Just found this on Craigslist

$20 for 55gal.  

Cheapest (I think) high volume unit to be used as a sump. Pack it up with biomass in 1-3 drums and I don't think you'll ever have any ammonia/nitrite problems ever.  Just an idea.


----------



## bigfishy (Jun 19, 2009)

store for cheap gasoline!


----------



## tom g (Jul 8, 2009)

great for placing under a dock or anything in the water


----------



## AquaNeko (Jul 26, 2009)

bigfishy said:


> store for cheap gasoline!


Uh.. black metal drums are for petrol and are designed to handle the petrol. Blue and white plastic drums are known for being used for industrial food storing of say pickles and such. By cleaning out the plastic drum with bleach and vineger it is useable for a sump. Generally anything food grade is safe for use after it's cleaned up.

Thus why 55 plastic drums are used for aquaponics and if you check the backs of some fish stores you'll see blue 55 drums because any food grade is safe for humans and if it's safe for humans it's safe for fish as well. BigAl's NY has IIRC 2-3 55 gal drums in the back room.

Normally the cheaper the drums means you need a little cleaning in them. New 55 drums is like $65-70 IIRC.


----------



## PPulcher (Nov 17, 2006)

Those would also be great for water storage if you wanted to age/pretreat your aquarium water.


----------



## gucci17 (Oct 11, 2007)

It's kind of a b*tch to cut the top open though.
I use one of these to age my water. I also bought this caster set attached to a round frame from Princess Auto to help me move it around.


----------



## PPulcher (Nov 17, 2006)

gucci17 said:


> It's kind of a b*tch to cut the top open though.
> I use one of these to age my water. I also bought this caster set attached to a round frame from Princess Auto to help me move it around.
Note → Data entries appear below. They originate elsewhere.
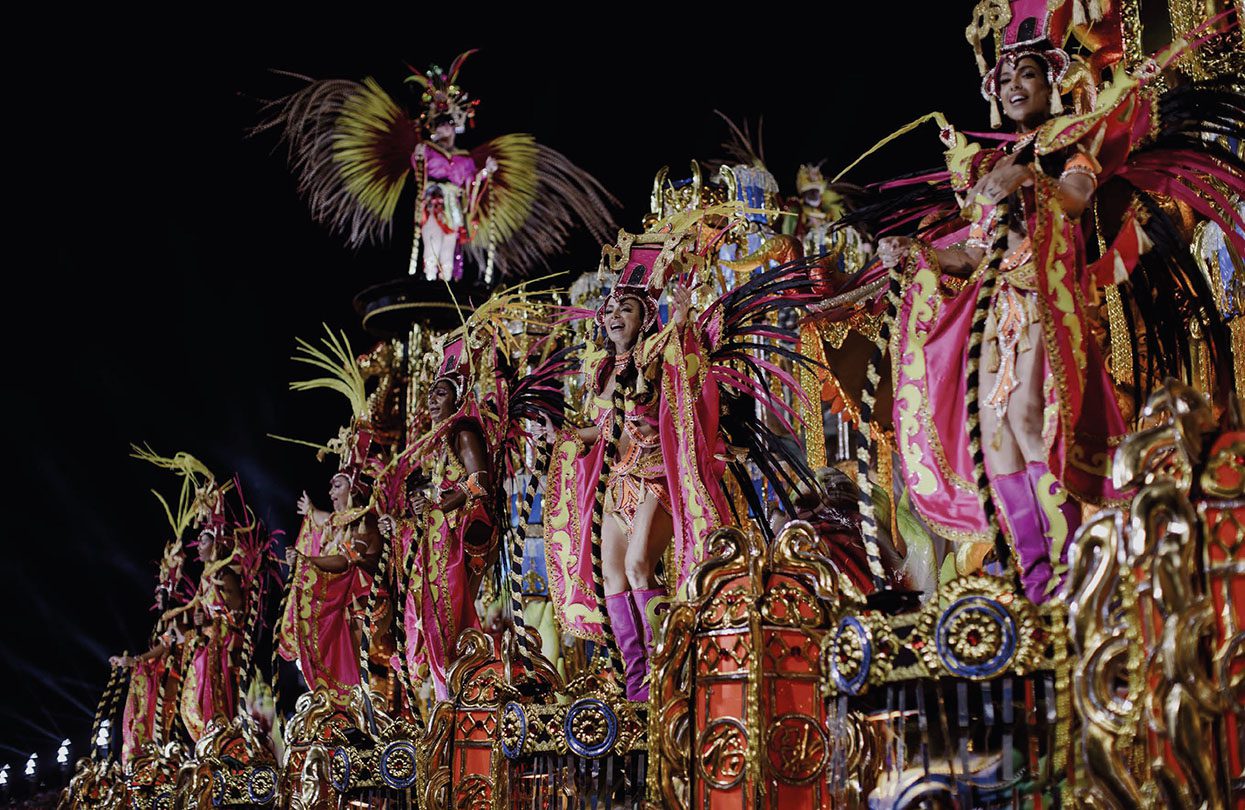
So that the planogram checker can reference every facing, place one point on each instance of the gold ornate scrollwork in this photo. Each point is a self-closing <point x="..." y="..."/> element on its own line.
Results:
<point x="1109" y="716"/>
<point x="669" y="714"/>
<point x="797" y="548"/>
<point x="730" y="553"/>
<point x="1143" y="625"/>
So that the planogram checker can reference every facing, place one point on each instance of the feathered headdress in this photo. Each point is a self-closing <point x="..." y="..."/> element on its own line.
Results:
<point x="354" y="441"/>
<point x="644" y="264"/>
<point x="442" y="95"/>
<point x="1021" y="27"/>
<point x="201" y="503"/>
<point x="451" y="371"/>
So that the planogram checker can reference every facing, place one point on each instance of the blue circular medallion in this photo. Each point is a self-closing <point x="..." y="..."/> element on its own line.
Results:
<point x="976" y="637"/>
<point x="397" y="764"/>
<point x="339" y="770"/>
<point x="591" y="728"/>
<point x="262" y="785"/>
<point x="514" y="729"/>
<point x="853" y="656"/>
<point x="218" y="789"/>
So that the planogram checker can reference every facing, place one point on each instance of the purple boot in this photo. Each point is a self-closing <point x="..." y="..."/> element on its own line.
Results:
<point x="1058" y="514"/>
<point x="626" y="636"/>
<point x="641" y="607"/>
<point x="1020" y="510"/>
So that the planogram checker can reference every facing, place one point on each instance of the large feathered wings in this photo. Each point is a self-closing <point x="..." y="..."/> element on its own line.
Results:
<point x="350" y="143"/>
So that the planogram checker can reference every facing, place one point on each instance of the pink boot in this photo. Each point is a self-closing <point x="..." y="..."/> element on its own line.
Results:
<point x="1058" y="514"/>
<point x="626" y="636"/>
<point x="1020" y="512"/>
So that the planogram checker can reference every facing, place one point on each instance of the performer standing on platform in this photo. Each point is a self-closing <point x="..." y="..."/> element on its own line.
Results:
<point x="648" y="470"/>
<point x="1017" y="283"/>
<point x="155" y="675"/>
<point x="331" y="566"/>
<point x="450" y="533"/>
<point x="334" y="559"/>
<point x="202" y="638"/>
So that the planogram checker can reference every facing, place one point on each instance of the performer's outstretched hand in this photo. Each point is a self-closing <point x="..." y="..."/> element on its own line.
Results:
<point x="680" y="304"/>
<point x="420" y="505"/>
<point x="893" y="249"/>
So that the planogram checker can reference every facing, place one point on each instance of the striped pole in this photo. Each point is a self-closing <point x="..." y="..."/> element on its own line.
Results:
<point x="107" y="704"/>
<point x="401" y="590"/>
<point x="365" y="636"/>
<point x="598" y="519"/>
<point x="517" y="548"/>
<point x="248" y="640"/>
<point x="981" y="309"/>
<point x="865" y="447"/>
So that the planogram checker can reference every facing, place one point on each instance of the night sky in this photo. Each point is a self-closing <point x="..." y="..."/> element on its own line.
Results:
<point x="167" y="264"/>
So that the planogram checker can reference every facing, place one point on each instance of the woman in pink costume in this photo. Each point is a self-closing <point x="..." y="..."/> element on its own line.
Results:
<point x="1048" y="416"/>
<point x="209" y="687"/>
<point x="331" y="566"/>
<point x="153" y="682"/>
<point x="451" y="531"/>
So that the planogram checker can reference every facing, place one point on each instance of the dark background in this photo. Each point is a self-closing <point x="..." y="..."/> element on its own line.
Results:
<point x="161" y="264"/>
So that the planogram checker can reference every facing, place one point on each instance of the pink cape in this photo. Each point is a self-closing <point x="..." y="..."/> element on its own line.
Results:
<point x="687" y="423"/>
<point x="138" y="722"/>
<point x="316" y="625"/>
<point x="437" y="604"/>
<point x="209" y="688"/>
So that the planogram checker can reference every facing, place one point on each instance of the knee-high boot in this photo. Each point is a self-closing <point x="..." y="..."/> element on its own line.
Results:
<point x="1020" y="510"/>
<point x="641" y="599"/>
<point x="626" y="636"/>
<point x="1060" y="516"/>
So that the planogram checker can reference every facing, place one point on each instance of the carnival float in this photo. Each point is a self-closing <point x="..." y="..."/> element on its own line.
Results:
<point x="918" y="492"/>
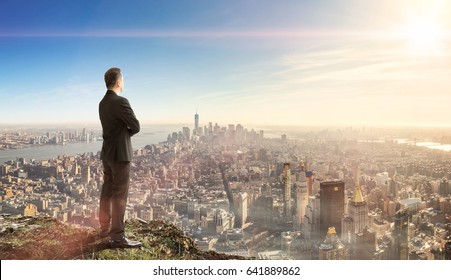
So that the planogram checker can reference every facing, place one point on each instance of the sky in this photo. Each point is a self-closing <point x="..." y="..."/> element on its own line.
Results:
<point x="253" y="62"/>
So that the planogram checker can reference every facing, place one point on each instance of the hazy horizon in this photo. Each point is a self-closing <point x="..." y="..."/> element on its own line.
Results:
<point x="260" y="63"/>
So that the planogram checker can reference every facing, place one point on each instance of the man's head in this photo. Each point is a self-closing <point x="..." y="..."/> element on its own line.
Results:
<point x="114" y="80"/>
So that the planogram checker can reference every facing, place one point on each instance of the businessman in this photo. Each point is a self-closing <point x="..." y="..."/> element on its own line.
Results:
<point x="119" y="124"/>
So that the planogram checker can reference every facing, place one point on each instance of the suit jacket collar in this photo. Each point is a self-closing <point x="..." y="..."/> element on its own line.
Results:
<point x="111" y="92"/>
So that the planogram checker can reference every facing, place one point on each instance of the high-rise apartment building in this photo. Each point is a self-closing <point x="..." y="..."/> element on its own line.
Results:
<point x="241" y="206"/>
<point x="286" y="179"/>
<point x="332" y="248"/>
<point x="332" y="196"/>
<point x="196" y="123"/>
<point x="400" y="235"/>
<point x="311" y="224"/>
<point x="356" y="220"/>
<point x="301" y="203"/>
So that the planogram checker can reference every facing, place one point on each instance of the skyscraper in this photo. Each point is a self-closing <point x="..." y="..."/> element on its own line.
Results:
<point x="301" y="203"/>
<point x="332" y="198"/>
<point x="286" y="179"/>
<point x="240" y="201"/>
<point x="357" y="215"/>
<point x="332" y="248"/>
<point x="400" y="235"/>
<point x="196" y="123"/>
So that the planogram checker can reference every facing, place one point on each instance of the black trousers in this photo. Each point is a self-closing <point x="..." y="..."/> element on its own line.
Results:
<point x="113" y="197"/>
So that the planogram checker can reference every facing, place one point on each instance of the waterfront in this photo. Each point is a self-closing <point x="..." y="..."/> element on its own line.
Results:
<point x="148" y="136"/>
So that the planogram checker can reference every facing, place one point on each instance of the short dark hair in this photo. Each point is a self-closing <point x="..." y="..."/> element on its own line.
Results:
<point x="112" y="76"/>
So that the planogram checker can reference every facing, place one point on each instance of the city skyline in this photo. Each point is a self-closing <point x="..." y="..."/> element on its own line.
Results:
<point x="249" y="62"/>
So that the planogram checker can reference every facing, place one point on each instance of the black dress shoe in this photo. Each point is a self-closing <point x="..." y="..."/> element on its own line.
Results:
<point x="104" y="233"/>
<point x="125" y="243"/>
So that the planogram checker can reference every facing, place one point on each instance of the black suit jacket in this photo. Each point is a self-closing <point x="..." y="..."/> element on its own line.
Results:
<point x="119" y="124"/>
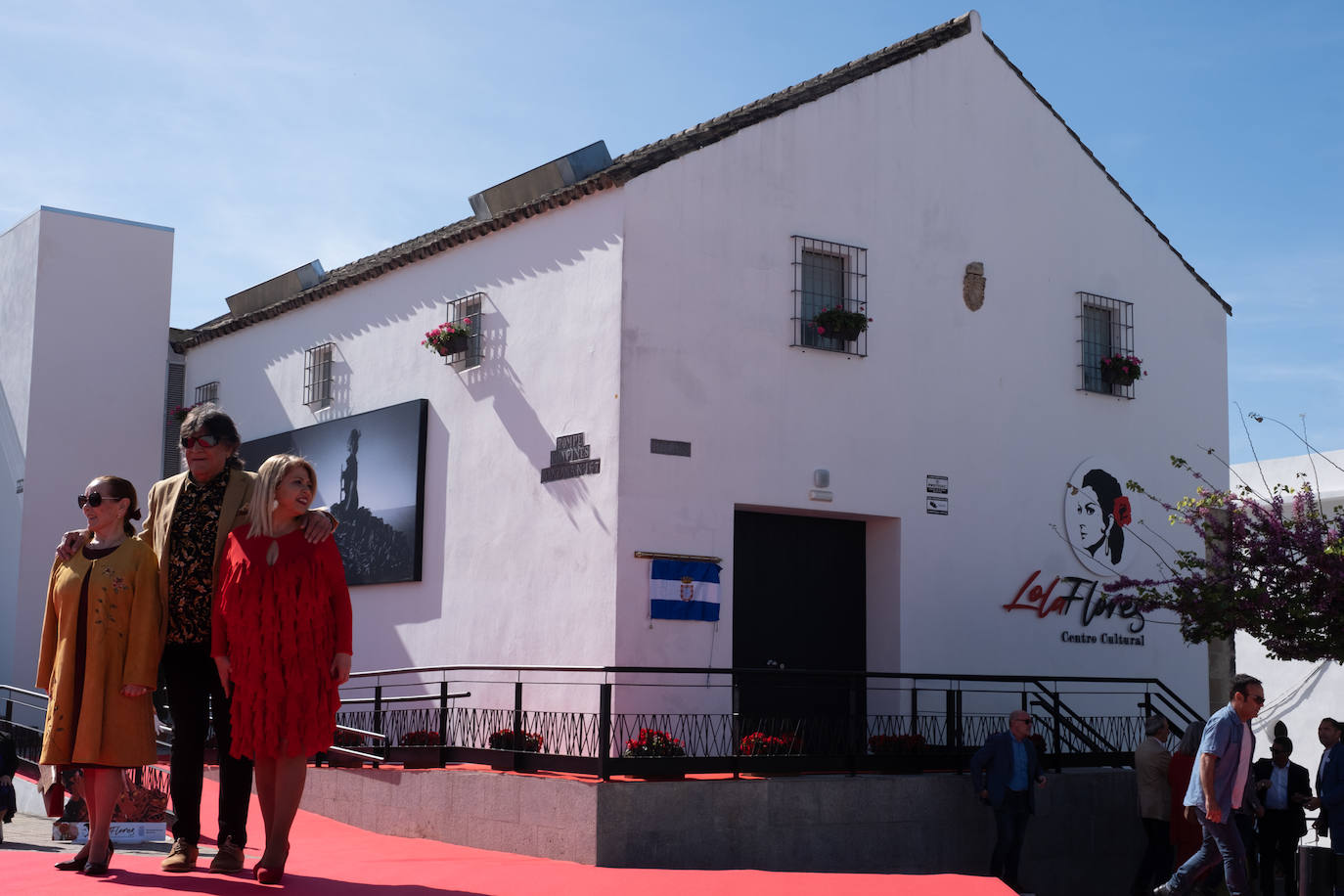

What diameter are the bungholes in these things? Big enough to fit a Mag pump inide? Good call on the caster set!


----------



## Ciddian (Mar 15, 2006)

Bungholes.. LOL

Those are awesome to have around... Great for docks for sure tom!


----------



## AquaNeko (Jul 26, 2009)

gucci17 said:


> It's kind of a b*tch to cut the top open though.
> I use one of these to age my water. I also bought this caster set attached to a round frame from Princess Auto to help me move it around.


I have heard of people using a circular saw or bandsaw it.


----------



## AquaNeko (Jul 26, 2009)

*Found some in Brampton in white*

http://toronto.en.craigslist.ca/bra/grd/1484208504.html

$10 in brampton.


----------



## ryno1974 (Dec 6, 2009)

For what its worth if you can find someone who works at a meat plant, or a beverage plant you can probobly get your hands on one for free. I work at a meat plant, and $20 is too much. Dont pay that much for one. Most places will baically give them away to staff because the disposal is a liability to them. They would rathr give them away than pay to dispose of them.

Just my thoughts!


----------